The recent uptick of prescribing glucagon-like peptide 1 (GLP-1) agonists has created market shortages due to unprecedented demands. Liraglutide, dulaglutide, tirzepatide and semaglutide are indicated to improve glycemic control in type 2 diabetes mellitus. In addition, tirzepatide and semaglutide have separate indications under different trade names for chronic weight management for qualifying individuals. Tirzepatide differs from the others in that it has an additional mechanism of action as a glucose-dependent insulinotropic polypeptide (GIP) receptor agonist. This does not differ the side effect profile significantly, so the following monitoring recommendations still apply. Manufacturers expect shortages throughout 2024, but demand and prescribing trends show no signs of slowing. With the rising popularity off these agents, it is important that health care professionals and patients be aware of monitoring parameters and potential adverse effects. While generally well tolerated, there are minor and severe side effects to be aware of and proactively monitor. Injection site reactions, hypoglycemia, acute kidney injury, pancreatitis, and worsening diabetic retinopathy are potential complications.
GLP-1 agonists are injected subcutaneously. As with all injections, this comes with potential for injection site reactions including rash and erythema. Supportive care is usually sufficient and rotating injection sites can lessen discomfort. Hypoglycemia, a common diabetic problem, can be exacerbated in some populations. Close blood glucose monitoring is particularly necessary when a patient is treated with a GLP-1 agonist in combination with a sulfonylurea or insulin. Blood glucose monitoring is patient specific and should be tailored to their individual situation. Considering their concurrent medications and blood glucose trends can determine the frequency of daily readings needed. Hemoglobin A1C is recommended twice yearly in stable patients who meet their treatment goals. For patients with dose changes and not yet reaching treatment goals more frequent HbA1C monitoring is suggested quarterly.
Renal function and pancreatitis are always of concern in diabetic population, and this class of medication is no exception. Baseline renal function upon initiation and with dose changes is recommended. Acute kidney injury was not clinically linked to previous underlying kidney disease, but was often correlated with nausea, vomiting, diarrhea, and dehydration. Pancreatitis and acute gallbladder disease have no preventive monitoring recommendations for this class of medications. Any concerning signs of pancreatitis or cholelithiasis in a patient such as severe abdominal pain should be investigated with further workup.
Along with kidney and pancreatic function, eye health is a top priority in patients with diabetes. Diabetic retinopathy was found at clinical trials at increased incidence compared to placebo. However, the risk for retinopathy complications was correlated with a baseline diagnosis of diabetic retinopathy. Thus, appropriate monitoring with eye exams is indicated for patients with a prior history of diabetic retinopathy. ADA guidelines already recommend yearly eye exams for diabetic patients as part of their standard of care, so for most patients this will not constitute a change.
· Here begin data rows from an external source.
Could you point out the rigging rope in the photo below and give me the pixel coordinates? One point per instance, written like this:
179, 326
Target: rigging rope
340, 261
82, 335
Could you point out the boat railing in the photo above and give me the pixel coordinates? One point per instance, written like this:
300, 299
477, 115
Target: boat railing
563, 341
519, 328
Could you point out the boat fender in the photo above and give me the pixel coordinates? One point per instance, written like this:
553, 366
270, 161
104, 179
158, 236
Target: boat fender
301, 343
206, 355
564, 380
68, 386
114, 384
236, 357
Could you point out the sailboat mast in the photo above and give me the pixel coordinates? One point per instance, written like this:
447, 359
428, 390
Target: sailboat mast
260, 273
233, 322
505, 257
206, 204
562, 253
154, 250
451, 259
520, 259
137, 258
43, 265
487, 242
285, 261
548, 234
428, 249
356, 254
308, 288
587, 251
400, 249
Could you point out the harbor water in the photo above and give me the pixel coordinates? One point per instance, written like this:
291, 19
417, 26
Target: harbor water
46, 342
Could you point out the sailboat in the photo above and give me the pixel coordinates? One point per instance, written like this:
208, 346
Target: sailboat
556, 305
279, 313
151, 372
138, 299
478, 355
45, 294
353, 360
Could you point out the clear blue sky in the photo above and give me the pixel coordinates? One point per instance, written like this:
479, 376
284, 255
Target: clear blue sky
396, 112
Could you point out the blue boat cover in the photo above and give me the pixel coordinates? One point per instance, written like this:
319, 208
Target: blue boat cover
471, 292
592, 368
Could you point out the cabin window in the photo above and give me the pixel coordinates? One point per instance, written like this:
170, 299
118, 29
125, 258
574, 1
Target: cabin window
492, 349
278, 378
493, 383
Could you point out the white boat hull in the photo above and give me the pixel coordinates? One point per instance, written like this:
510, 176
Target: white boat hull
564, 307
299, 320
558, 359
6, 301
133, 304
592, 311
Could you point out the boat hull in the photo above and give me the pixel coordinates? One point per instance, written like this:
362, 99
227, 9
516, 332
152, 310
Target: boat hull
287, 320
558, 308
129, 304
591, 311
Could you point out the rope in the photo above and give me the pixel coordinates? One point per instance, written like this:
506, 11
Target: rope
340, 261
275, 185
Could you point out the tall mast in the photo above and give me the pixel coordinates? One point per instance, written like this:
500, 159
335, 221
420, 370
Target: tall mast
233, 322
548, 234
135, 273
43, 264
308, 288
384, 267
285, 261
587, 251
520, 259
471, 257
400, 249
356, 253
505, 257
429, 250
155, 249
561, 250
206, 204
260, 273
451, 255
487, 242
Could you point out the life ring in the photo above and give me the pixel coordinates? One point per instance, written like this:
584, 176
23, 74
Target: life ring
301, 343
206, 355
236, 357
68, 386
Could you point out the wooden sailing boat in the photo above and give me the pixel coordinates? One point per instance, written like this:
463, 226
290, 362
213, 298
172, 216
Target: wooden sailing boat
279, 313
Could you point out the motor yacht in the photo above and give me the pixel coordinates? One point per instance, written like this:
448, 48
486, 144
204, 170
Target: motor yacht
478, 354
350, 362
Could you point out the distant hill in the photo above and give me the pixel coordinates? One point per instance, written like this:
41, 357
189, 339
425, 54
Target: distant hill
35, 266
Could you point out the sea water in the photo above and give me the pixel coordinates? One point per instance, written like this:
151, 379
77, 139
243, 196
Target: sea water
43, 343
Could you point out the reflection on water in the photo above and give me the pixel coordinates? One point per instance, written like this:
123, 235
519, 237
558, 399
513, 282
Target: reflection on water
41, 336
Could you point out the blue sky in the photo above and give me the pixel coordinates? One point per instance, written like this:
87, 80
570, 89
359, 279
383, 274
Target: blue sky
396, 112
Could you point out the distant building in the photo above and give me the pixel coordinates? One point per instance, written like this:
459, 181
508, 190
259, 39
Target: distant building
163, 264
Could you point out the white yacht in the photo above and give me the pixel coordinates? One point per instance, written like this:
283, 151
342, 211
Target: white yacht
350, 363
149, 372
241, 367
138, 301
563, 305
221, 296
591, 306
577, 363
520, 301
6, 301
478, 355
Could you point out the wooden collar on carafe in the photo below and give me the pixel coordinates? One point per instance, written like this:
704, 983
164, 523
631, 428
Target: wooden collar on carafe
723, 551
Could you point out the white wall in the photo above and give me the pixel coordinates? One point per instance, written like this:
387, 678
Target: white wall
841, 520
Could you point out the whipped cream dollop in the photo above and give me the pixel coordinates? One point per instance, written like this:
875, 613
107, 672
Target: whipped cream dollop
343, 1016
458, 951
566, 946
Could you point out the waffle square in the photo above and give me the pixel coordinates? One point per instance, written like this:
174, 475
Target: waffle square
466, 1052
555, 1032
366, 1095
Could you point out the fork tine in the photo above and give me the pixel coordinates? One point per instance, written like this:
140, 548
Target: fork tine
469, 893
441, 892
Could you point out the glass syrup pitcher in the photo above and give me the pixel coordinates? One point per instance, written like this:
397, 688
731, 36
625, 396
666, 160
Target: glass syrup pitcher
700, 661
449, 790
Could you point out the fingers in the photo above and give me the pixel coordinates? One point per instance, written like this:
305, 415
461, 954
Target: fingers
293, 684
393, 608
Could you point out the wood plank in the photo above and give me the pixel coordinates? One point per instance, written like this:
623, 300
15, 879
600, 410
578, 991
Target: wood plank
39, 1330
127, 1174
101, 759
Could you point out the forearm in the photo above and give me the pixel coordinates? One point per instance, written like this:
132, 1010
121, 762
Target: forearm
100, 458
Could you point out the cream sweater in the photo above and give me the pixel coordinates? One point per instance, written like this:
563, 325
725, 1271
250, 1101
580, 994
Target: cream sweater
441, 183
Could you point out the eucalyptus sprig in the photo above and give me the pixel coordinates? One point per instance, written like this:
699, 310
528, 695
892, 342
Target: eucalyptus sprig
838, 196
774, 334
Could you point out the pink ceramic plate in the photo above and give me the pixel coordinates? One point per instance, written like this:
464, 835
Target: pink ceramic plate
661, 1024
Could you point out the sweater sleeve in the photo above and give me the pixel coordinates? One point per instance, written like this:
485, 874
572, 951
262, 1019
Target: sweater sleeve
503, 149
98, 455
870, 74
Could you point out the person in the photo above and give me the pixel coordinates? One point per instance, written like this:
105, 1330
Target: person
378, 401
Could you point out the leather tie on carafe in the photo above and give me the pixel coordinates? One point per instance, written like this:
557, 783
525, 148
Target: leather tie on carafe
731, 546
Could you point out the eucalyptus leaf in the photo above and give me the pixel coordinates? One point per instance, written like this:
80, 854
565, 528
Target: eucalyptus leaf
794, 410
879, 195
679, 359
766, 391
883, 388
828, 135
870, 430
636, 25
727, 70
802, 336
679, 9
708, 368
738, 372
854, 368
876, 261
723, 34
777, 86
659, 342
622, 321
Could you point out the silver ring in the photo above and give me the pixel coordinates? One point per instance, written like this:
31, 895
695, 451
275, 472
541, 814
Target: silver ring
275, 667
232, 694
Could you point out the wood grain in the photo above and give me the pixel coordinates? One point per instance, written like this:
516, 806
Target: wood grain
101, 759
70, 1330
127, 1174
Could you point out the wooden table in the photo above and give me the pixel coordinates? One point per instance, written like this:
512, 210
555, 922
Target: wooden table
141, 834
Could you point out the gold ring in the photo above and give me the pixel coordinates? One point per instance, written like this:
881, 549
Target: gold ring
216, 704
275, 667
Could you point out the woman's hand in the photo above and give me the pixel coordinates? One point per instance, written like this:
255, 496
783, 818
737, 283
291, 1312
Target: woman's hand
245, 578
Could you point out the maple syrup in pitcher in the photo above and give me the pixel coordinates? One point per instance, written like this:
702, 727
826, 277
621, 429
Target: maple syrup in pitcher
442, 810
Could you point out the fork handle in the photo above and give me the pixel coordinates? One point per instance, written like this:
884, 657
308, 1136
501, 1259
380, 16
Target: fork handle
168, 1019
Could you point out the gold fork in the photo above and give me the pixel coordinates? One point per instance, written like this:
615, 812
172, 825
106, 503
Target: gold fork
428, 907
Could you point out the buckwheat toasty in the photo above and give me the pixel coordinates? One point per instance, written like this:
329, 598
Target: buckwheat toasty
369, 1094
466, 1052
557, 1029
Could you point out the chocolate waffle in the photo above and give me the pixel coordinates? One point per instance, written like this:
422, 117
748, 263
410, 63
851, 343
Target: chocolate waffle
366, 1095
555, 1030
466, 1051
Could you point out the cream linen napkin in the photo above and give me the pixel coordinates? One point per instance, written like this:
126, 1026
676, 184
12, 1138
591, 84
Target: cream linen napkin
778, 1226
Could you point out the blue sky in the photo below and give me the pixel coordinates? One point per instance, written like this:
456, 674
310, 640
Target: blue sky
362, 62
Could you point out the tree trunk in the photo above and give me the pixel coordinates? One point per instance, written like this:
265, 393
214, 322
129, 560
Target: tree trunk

Perhaps the most concerning finding of the clinical trials was the increase in incidence of thyroid c-cell tumors at clinical doses of GLP-1 agonists in mice and rats. Human correlation has not been determined. Of note, this class of medications is contraindicated in individuals with a family history of medullary thyroid carcinoma. History of papillary, follicular, and anaplastic thyroid cancer does not constitute a contraindication. At this time, routine monitoring of serum calcitonin and thyroid imagine is not recommended. Further evaluation is warranted if nodules are detected on a patient.
Glucagon-like peptide 1 agonists are a popular and effective class of medication for improving glycemic control in patients with type 2 diabetes or as an adjunct for weight loss in qualifying populations, depending on the product specific indication approval. Many patients will have success reaching their glucose and weight goals, but health care professionals must be vigilant in the necessary patient monitoring. While many of the recommended monitoring parameters are already part of the standard of care for a patient with diabetes, this will be new ground for patients without diabetes using GLP-1 for weight loss. As new data is collected with the increased prescribing of this class of medications, we will be sure to see updated monitoring recommendations and guidelines.